#LaRefAutobiographiqueDuJour : «L’Arabe du futur» de retour pour le tome 5

Il nous quittait dans le tome 4 sur le chemin de l’adolescence, lorsque son père s’enfuyait en Syrie, laissant sa famille en état de choc. Deux ans plus tard, Riad Sattouf nous livre la suite des aventures de L’Arabe du futur.

Après le tome 1, couvrant sa naissance jusqu’à ses 6 ans (1978-1984) ; le no2, dans lequel on suit sa première année d’école en Syrie (1984-1985) ; le no3, celui de sa circoncision (1985-1987) ; puis le no4, où on le découvre tiraillé entre la culture française et syrienne (1987-1992), Riad Sattouf nous raconte son adolescence dans le cinquième volume de sa série dessinée (1992-1994).

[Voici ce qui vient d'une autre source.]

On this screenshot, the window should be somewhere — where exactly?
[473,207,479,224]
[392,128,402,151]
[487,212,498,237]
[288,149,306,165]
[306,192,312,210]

Auparavant en Syrie et en Libye, le jeune homme de 14 ans est désormais à Rennes où de nombreux troubles le préoccupent. « Immensément beau » et reconnu durant son enfance, Riad réalise qu’il n’est pas le centre du monde. Entre deux univers, il évolue. Il expérimente les soirées, rencontre ses premiers amours et nous transmet sa confusion au moment de passer d’un milieu prude et radical au pays des libertés, mais surtout de l’enfance à l’âge adulte au sein d’une famille controversée.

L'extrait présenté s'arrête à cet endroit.